A decisão foi pela manhã, o ministro a tarde, mas a ação ganhou os holofotes do programa do governo federal realizado em Palmas na quinta e sexta.

O PT, como é sabido, integra uma Federação de partidos que é nacional junto com PV, PC do B.  Formariam, na prática, pela legislação, um só partido.

A Federação tem prazo de validade por quatro anos. Esse grupo aí, portanto, só pode ter um candidato majoritário em 2024. E tem outros pré-candidatos nas demais legendas.

Vilela foi candidato ao Senado em 2022 desta Federação aí. Mas o presidente regional do PT, Zé Roberto, apoiou a senadora Kátia Abreu (PP) e a deputada Cláudia Lélis (ex-presidente regional do PV) pediu votos para Wanderlei Barbosa (Republicanos) contra o candidato da Federação ao governo, Paulo Mourão.

O marido de Cláudia, ex-deputado Marcelo Lélis, assumiu o PV novamente e no ano passado disse, depois das eleições, ser Lula “até debaixo dágua”. É secretário do Meio Ambiente do governo de Wanderlei, do Republicanos que até ontem era bolsonarista de raiz.

Agora é com você, meu amigo: avaliar a possibilidade de um candidato saído dessa Federação ter o apoio de seus “confrades”!!! Para, após, tentar o voto do eleitor.

Vilela, com o lançamento numa plenária que não fora convocada para isto, apenas joga luz na ponta do iceberg.

Não sem suas finalidades e fundamentos, a direção regional petista lançou nesta semana a proposta do PT não apresentar candidatos a prefeitos nos municípios no próximo ano no Estado.

Obviamente, com seus dirigentes partidários dentro do governo do Republicanos, tenderia, por gravidade, a apoiar os candidatos do Palácio Araguaia, eliminando em 2024 a possibilidade do PT de disputar o governo e as duas vagas de Senado em 2026.

Cito o PT porque é o partido do Presidente da República. E porque é a legenda com o terceiro maior número de filiados no Estado: 17 mil e 894. Só perde para o União Brasil (18.755) e MDB (30.688 filiados). O PCdoB tem 2.115 filiados e PV soma 6.900 filiados.

O Republicanos, do governador, tinha 5.898 filiados em agosto deste ano (último dado da Justiça Eleitoral).Somando PV e PCdoB tem-se metade do número de filiados do PT no Estado.

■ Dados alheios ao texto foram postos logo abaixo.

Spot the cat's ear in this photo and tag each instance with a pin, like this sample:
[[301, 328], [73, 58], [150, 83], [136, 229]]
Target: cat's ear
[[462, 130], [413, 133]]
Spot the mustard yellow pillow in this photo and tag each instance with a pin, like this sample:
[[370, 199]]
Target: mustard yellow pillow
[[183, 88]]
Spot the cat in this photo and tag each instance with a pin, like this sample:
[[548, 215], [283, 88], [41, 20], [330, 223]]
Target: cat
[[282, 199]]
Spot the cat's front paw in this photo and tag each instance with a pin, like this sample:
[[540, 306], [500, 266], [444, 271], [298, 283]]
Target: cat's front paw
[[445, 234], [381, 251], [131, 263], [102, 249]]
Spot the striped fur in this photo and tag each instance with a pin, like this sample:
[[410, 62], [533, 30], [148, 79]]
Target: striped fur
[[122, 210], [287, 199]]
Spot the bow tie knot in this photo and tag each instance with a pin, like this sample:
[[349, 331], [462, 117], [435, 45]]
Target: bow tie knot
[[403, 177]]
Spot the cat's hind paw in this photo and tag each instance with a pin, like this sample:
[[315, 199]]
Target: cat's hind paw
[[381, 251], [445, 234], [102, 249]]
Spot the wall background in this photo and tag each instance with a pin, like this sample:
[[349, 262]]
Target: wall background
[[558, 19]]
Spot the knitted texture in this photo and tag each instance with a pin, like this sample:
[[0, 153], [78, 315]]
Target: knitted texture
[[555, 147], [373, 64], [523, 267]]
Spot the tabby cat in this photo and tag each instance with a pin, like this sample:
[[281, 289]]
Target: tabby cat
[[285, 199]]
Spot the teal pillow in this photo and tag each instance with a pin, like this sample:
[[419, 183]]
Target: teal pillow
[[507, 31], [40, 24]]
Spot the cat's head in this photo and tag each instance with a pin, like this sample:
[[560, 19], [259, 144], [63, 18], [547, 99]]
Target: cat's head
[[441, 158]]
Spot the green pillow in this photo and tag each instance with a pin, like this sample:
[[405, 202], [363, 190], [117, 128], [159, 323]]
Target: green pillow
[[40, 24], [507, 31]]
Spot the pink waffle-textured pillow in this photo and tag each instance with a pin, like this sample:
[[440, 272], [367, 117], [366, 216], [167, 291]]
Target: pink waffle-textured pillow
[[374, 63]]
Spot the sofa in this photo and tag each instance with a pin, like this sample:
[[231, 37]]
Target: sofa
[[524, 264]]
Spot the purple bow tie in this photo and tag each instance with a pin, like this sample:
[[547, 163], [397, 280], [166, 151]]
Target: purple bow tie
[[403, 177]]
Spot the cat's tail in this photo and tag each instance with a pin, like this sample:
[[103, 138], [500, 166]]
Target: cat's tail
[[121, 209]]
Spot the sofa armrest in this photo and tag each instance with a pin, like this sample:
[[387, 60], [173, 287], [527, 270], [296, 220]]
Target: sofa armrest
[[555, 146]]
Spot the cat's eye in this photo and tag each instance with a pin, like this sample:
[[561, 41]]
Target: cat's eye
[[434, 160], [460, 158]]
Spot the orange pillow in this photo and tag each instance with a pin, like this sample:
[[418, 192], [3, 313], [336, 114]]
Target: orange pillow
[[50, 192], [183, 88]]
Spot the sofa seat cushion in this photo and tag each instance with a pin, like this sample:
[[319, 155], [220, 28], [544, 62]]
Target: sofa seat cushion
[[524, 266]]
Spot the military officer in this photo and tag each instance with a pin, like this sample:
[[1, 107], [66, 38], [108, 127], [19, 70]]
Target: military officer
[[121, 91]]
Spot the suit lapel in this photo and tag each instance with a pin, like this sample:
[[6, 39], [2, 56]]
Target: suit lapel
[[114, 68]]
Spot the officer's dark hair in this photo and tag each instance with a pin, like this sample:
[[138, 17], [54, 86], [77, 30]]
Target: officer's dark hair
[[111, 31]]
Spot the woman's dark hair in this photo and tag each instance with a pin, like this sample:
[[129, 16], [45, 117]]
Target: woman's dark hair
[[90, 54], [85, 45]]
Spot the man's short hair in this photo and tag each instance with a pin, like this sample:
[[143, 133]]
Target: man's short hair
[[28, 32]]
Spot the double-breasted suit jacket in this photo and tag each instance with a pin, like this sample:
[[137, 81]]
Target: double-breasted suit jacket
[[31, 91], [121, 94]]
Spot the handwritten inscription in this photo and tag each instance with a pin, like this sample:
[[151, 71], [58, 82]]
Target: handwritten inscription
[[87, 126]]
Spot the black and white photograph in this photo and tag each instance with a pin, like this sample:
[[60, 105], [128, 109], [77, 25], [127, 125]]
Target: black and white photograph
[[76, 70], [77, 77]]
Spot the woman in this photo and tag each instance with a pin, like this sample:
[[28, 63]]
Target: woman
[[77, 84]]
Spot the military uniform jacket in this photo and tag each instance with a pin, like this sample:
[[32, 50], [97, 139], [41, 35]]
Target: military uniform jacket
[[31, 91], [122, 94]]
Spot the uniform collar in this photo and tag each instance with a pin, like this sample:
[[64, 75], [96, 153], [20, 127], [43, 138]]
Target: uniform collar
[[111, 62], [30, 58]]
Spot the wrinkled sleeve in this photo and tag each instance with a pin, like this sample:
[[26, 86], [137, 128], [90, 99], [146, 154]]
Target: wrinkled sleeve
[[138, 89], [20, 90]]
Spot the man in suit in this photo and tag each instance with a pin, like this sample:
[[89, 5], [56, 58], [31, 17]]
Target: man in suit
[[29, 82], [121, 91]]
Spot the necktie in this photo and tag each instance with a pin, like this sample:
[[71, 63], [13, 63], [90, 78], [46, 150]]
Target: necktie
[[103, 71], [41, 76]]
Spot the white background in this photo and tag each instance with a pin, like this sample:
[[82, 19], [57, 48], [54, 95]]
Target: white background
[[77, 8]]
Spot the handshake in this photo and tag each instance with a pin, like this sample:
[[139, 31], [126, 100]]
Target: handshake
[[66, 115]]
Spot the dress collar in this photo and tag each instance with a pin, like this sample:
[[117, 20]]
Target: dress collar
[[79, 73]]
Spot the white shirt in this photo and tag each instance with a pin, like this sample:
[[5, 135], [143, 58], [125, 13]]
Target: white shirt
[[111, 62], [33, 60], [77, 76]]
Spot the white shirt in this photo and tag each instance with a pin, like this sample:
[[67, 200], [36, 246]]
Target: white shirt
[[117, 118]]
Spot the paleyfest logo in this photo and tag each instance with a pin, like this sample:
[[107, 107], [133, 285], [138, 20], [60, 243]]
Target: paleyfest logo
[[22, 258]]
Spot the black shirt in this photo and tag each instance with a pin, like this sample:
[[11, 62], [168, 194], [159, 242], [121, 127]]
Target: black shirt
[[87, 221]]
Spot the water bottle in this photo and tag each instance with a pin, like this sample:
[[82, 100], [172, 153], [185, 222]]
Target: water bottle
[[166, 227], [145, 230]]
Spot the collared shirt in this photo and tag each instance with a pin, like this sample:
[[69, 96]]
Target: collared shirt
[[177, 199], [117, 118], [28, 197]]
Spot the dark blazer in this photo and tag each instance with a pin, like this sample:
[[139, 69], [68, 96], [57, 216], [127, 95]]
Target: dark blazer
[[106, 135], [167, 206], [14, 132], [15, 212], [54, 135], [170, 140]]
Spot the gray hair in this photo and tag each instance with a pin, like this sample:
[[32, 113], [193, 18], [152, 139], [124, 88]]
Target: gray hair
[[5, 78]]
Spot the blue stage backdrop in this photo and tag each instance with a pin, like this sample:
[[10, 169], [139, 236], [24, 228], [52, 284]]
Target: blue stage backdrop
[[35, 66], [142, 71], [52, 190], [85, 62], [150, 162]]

A proposta do PT que beneficia os candidatos do governo não informa, muito apropriadamente, o que partido faria com a candidatura do suplente de deputado federal Célio Moura (36.186 votos no ano passado) em Araguaína ou a reeleição do prefeito de Dianópolis, José Salomão.

O PT de Lula está virando, tudo indica, um petezinho,o mais pejorativo e pelego possível, no Tocantins.